For many of us, the Christmas season is often filled with family, friends and of course, food. As a dietitian, I often hear people telling me about how they anticipate this season will derail their health promoting efforts. It doesn’t have to be like that. Here are a few things to consider to keep you on track:
- Eating for celebratory reasons is NORMAL. Sometimes we forget that food is more than just nutrition; yes, we should eat primarily due to physical hunger/need, but we also need to acknowledge that we may eat for other reasons – traditions, celebrations, emotions, etc.
- Give yourself permission to enjoy all foods. I am a strong advocate for ‘all foods fit’. If we think in the lines of 80-20, we focus on whole, nutrient dense foods 80% of the time and allow ourselves the opportunity to eat other foods, what some might call ‘joy’ foods, 20% of the time.
- Aim for a balanced plate.
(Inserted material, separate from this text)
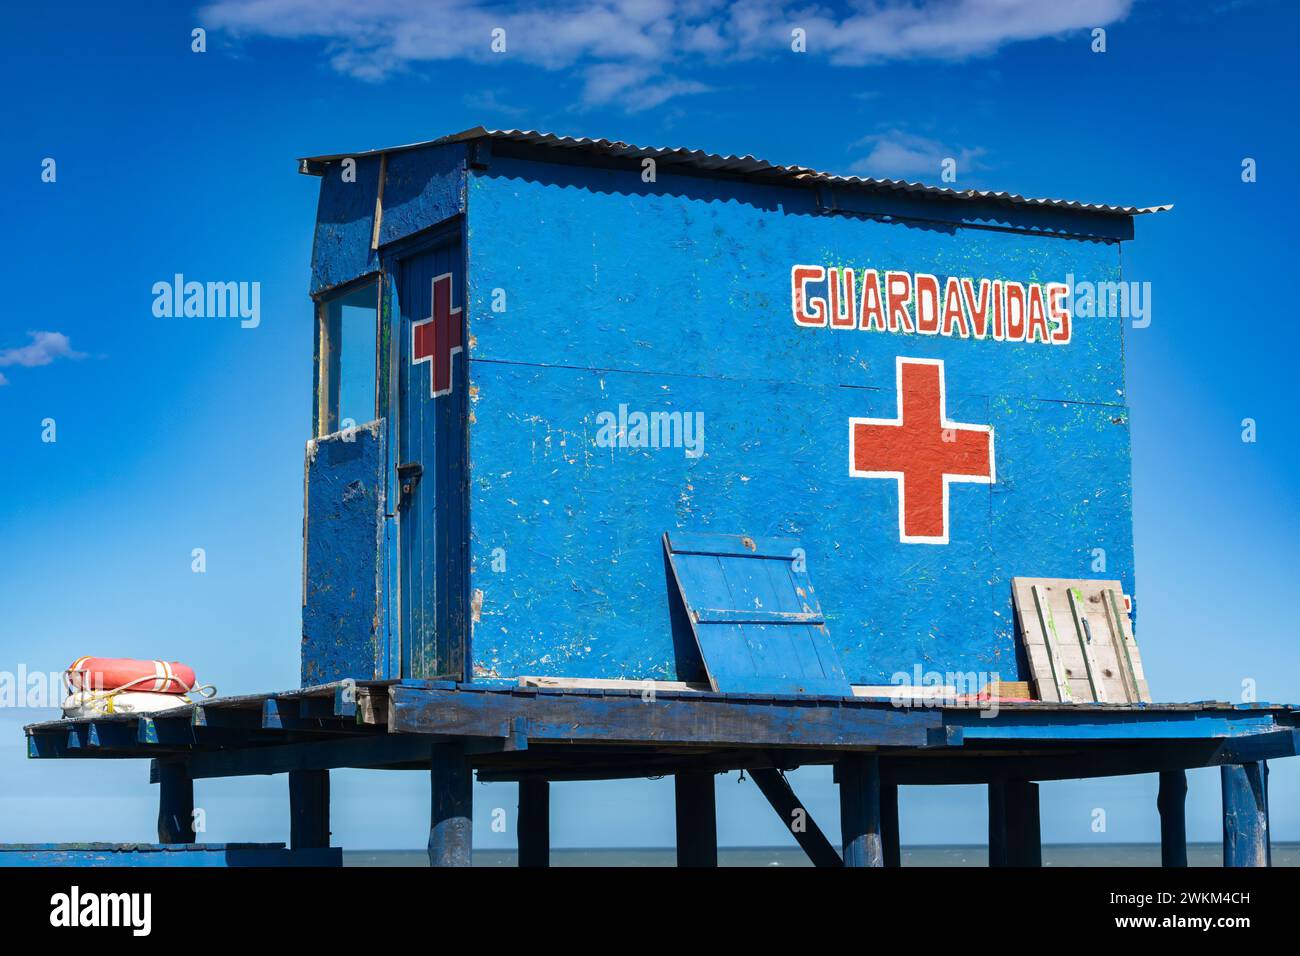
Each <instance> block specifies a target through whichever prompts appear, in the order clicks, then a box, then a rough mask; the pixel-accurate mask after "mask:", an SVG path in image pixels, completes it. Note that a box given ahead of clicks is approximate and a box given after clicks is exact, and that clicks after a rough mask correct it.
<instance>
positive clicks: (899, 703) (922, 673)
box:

Fill half your plate with vegetables and maybe fruit, choosing 2-3 different colours if you can, a quarter with a protein and the last quarter with a high fibre carbohydrate / grain. Not every plate you eat will look like this but it’s worth working towards!
- Limit alcohol on an empty stomach. While it’s probably best to limit your overall intake of alcohol, if you’re going to have some, consider having it with food as alcohol can increase your appetite and reduce your ability to make the most nutritious choices.
- Don’t skip meals before your evening party. You might be thinking that you’ll ‘save calories’ for supper, but in reality you’re actually putting yourself at higher risk of overeating.
- Be a great host. Part of that can mean ensuring you offer nutritious choices and allow guests to serve themselves.
- Learn the art of ‘No, Thank You’. You don’t have to eat every food that’s offered to you! It’s okay to decline food / beverage offered to you.